Cases where contracts that increased the valuation of corporations before listing were terminated immediately after listing have continued to occur. This situation arises when corporations fail to sufficiently verify their management and business risks during the listing process, resulting in losses that fall squarely on investors.
However, it has been found that if such issues occur prior to listing and the corporation's intent is not confirmed, there are no appropriate sanctions available. This issue is particularly prominent among bio corporations that went public through technical exceptions. Orum Therapeutics and IntoCell, which were listed on the KOSDAQ market in February and May this year, respectively, are representative examples.
◇ Does not take responsibility for pre-listing issues?… Only investor losses due to regulatory gaps
IntoCell, which entered the KOSDAQ market in May, saw its stock price soar to 52,400 won, three times the public offering price (17,000 won) after listing. IntoCell, a company developing an antibody-drug conjugate (ADC) platform, announced last October that it had signed a technology transfer agreement for the ADC platform "Nexatecan" with ABL Bio, a dual-antibody specialist, garnering significant interest from investors prior to listing.

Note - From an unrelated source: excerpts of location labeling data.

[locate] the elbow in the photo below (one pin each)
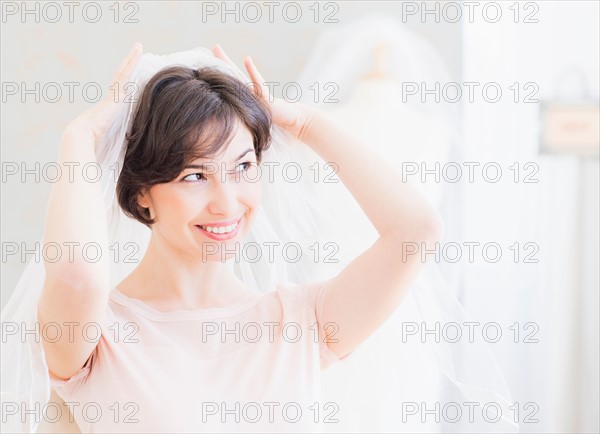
(427, 228)
(433, 227)
(73, 279)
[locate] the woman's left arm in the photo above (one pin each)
(370, 288)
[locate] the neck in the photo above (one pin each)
(168, 274)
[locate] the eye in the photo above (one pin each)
(194, 177)
(246, 165)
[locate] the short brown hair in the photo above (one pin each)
(184, 114)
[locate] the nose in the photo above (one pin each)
(224, 198)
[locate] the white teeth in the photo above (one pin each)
(220, 229)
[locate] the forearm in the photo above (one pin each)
(75, 217)
(392, 206)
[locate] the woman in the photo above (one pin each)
(195, 145)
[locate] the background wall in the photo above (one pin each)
(559, 294)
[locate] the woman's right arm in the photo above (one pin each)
(76, 286)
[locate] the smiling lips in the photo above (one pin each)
(221, 231)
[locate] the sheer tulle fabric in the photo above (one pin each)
(288, 213)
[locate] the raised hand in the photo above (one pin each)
(97, 119)
(292, 117)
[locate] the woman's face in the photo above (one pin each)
(210, 206)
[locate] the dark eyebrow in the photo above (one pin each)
(203, 166)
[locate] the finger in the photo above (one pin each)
(257, 78)
(220, 53)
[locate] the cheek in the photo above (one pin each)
(174, 204)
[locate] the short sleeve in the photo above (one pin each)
(315, 295)
(62, 386)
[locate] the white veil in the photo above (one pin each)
(403, 378)
(288, 215)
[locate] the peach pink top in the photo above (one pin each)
(254, 366)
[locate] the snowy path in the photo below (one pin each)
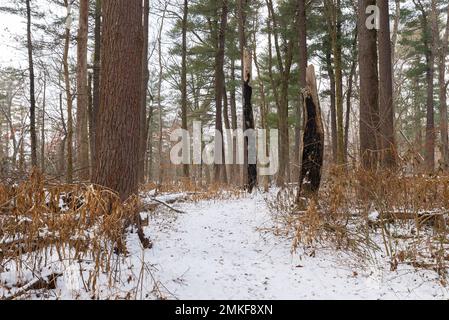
(214, 251)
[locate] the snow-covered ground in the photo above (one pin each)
(222, 250)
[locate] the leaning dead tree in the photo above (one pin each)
(313, 138)
(248, 124)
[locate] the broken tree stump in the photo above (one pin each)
(313, 139)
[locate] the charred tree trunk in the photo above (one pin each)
(313, 139)
(248, 124)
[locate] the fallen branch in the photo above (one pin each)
(48, 282)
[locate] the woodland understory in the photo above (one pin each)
(93, 206)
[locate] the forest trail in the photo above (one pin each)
(219, 250)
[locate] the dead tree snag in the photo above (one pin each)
(248, 124)
(313, 138)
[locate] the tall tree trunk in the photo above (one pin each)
(333, 111)
(44, 102)
(159, 98)
(32, 88)
(96, 82)
(313, 140)
(441, 48)
(185, 167)
(333, 12)
(69, 98)
(219, 168)
(90, 119)
(284, 70)
(82, 142)
(349, 94)
(120, 90)
(369, 90)
(248, 124)
(233, 106)
(143, 105)
(429, 45)
(302, 44)
(386, 107)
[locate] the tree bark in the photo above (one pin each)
(313, 139)
(143, 108)
(302, 44)
(96, 82)
(120, 97)
(219, 167)
(32, 88)
(386, 107)
(185, 167)
(82, 137)
(44, 102)
(428, 40)
(69, 98)
(369, 90)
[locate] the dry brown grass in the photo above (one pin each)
(411, 228)
(39, 221)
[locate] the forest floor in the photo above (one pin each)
(216, 249)
(225, 249)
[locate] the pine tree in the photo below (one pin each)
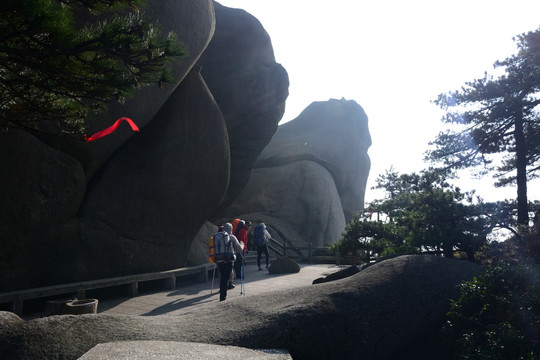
(53, 74)
(497, 116)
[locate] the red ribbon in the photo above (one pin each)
(111, 129)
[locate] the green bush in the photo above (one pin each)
(497, 316)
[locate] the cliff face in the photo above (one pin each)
(133, 202)
(311, 178)
(140, 202)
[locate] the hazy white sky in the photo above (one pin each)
(393, 58)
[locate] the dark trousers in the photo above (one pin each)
(260, 250)
(225, 269)
(238, 265)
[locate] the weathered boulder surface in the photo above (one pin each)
(311, 178)
(335, 135)
(250, 88)
(342, 274)
(193, 21)
(376, 313)
(146, 198)
(298, 200)
(40, 187)
(133, 202)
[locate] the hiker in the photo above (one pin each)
(260, 239)
(241, 235)
(225, 246)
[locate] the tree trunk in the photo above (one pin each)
(521, 177)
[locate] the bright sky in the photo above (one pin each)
(393, 58)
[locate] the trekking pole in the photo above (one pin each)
(213, 275)
(242, 290)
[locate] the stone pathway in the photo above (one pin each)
(187, 297)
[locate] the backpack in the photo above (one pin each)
(237, 225)
(258, 236)
(223, 248)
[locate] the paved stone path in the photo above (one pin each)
(189, 296)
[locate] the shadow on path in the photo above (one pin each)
(181, 303)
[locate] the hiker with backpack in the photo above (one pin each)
(260, 239)
(241, 234)
(225, 246)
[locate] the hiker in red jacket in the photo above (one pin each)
(241, 234)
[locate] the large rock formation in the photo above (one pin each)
(133, 202)
(376, 314)
(249, 87)
(312, 176)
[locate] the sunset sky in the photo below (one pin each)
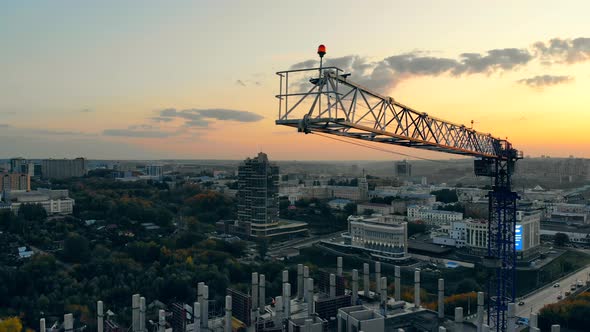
(196, 79)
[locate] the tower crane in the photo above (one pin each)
(324, 101)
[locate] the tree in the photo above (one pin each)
(76, 248)
(12, 324)
(560, 239)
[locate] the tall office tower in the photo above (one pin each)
(258, 194)
(63, 168)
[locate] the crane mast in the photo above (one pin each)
(323, 100)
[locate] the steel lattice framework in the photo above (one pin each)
(324, 100)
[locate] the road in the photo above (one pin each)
(534, 302)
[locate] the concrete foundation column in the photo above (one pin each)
(68, 322)
(309, 297)
(533, 321)
(398, 285)
(305, 277)
(135, 313)
(279, 307)
(262, 293)
(228, 313)
(383, 290)
(299, 281)
(355, 286)
(441, 298)
(366, 282)
(197, 316)
(161, 321)
(332, 285)
(511, 322)
(377, 278)
(417, 288)
(99, 317)
(287, 301)
(458, 319)
(142, 314)
(479, 311)
(254, 290)
(205, 308)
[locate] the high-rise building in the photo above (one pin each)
(258, 193)
(18, 165)
(15, 181)
(63, 168)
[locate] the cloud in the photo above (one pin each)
(137, 133)
(564, 50)
(544, 80)
(390, 71)
(202, 117)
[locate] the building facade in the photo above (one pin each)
(382, 236)
(63, 168)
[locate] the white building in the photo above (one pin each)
(382, 236)
(53, 201)
(433, 217)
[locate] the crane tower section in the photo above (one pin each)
(324, 100)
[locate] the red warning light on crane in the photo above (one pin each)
(321, 50)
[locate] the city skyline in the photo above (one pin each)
(196, 80)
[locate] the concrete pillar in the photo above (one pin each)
(309, 297)
(228, 314)
(254, 290)
(99, 317)
(68, 322)
(383, 291)
(441, 298)
(305, 276)
(200, 290)
(479, 311)
(279, 307)
(511, 322)
(377, 278)
(262, 293)
(458, 319)
(366, 282)
(299, 281)
(287, 300)
(197, 316)
(142, 314)
(533, 321)
(398, 284)
(332, 285)
(135, 313)
(161, 321)
(355, 286)
(417, 288)
(205, 308)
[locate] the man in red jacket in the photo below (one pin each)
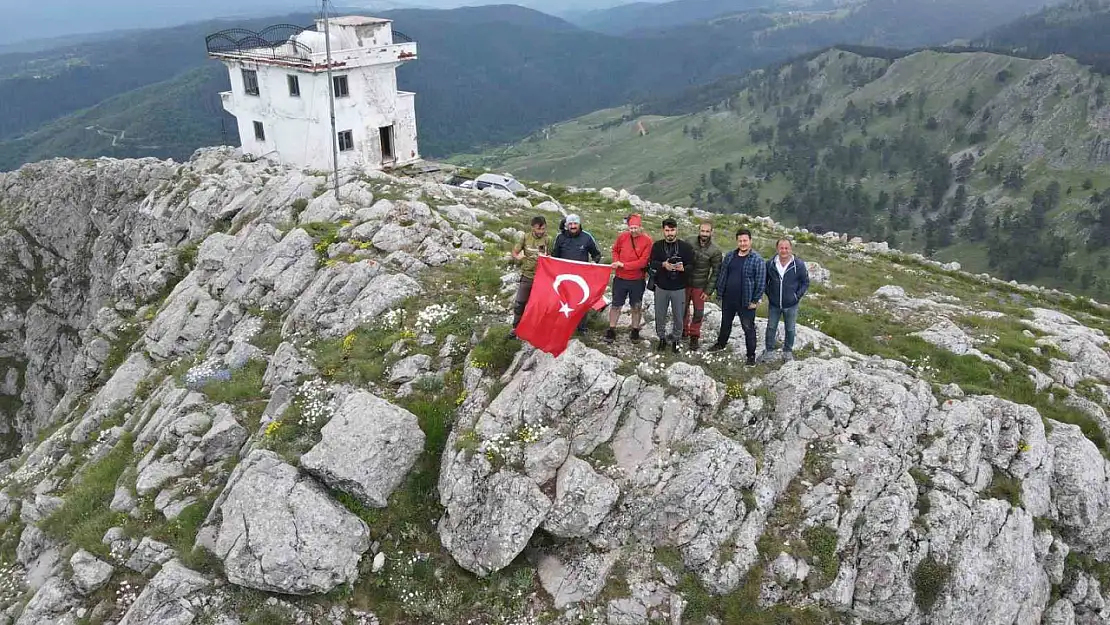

However, on the 9th, the company abruptly announced that the technology transfer agreement was canceled. This was because it was revealed late that a Chinese company had already filed a patent with a structure similar to the technology platform.
Immediately after the related disclosure was made, the stock price plummeted. On the 30th, IntoCell's stock price closed at 26,900 won, which is half of its peak. The company stated that it confirmed the Chinese company's patent application belatedly after listing, but investors are expressing outrage at the fact that the company did not properly grasp even the global patents for its core technology.
The problem is that important contracts were terminated due to the company's poor market research, resulting in investor losses, but there are no means to sanction such actions.
Under the current system, even if a corporation passes preliminary inspection right up until listing, if important issues arise in management, it falls under grounds for "non-acknowledgment of effect" and the approval for listing can be revoked. INNOGRID, which failed to disclose a dispute involving its largest shareholder last year, had its listing canceled under this regulation.
However, once a company is listed, this regulation cannot be applied. It is possible to designate it for substantive review of listing qualifications and consider delisting, but this only applies if it is found that important matters were falsely reported or omitted in the documents submitted at the time of listing to protect investors. There must be confirmation that the company concealed such facts.
According to the exchange, whether a company intentionally omitted important information is determined by court precedents. If, based on various circumstances, it is judged that the company could reasonably have been aware, it is deemed intentional.
IntoCell explained, "The contract was signed within 18 months after the patent of the Chinese company was filed under non-disclosure guarantees, so it was impossible to confirm the patent application at the time." In such cases, it is very likely that the exchange will not recognize the company's intent.
Disclosure obligations arise the moment a company becomes a listed entity, making it impossible to sanction for non-compliance with disclosure. IntoCell explained in its disclosure announcing the contract termination, "We are a newly listed entity as of May 23, 2025, and this contract was signed on October 23, 2024, before disclosure obligations arose."
Orum Therapeutics, which went public in February, is a similar case. The stock price fell after it halted the clinical trials for its core pipeline drugs just two months after listing. As of the 30th, the stock price plunged by 48% from its peak.
Some investors speculate that the company may have been aware of issues in clinical trials prior to listing but postponed the decision to halt the trials until after the listing, though Orum Therapeutics has not faced any sanctions from the exchange. Both IntoCell and Orum Therapeutics are corporations that entered the KOSDAQ through technical exceptions.
In response, an official from Orum Therapeutics stated, "We have made efforts to transparently inform investors of clinical issues that arose during the listing process, and we have continued to work to resolve uncertainties through ongoing communication."
◇ "Even without intent, must take responsibility for a period… Need for system improvement
Experts point out that for a certain period after listing, regardless of intent or falsehood, there should be discussions on requiring new listings and securities firms to take responsibility for any mistakes related to issues that arose prior to listing. This would facilitate more diligent and transparent information provision during the preliminary review process and ultimately protect investors.
Additionally, there are voices calling for refinement of evaluation standards for key technologies by industry, such as patents, during the review process. However, some opinions suggest that immediately discussing delisting for new listings could obstruct the recovery of losses for companies and investors in need of funding, necessitating alternative measures such as public disclosure penalties.
According to the exchange, "Given that the key technologies and business structures by industry vary widely, it is difficult to standardize common preliminary review criteria," and they stated their intention to apply review criteria more meticulously, considering recent cases.
The exchange plans to discuss the introduction of related systems and the application of penalties as well. An official from the exchange noted, "We sympathize with some of these concerns, and we will carefully consider how to address victim relief, whether through penalties or other sanctions, taking into account multiple aspects such as corporations and investors."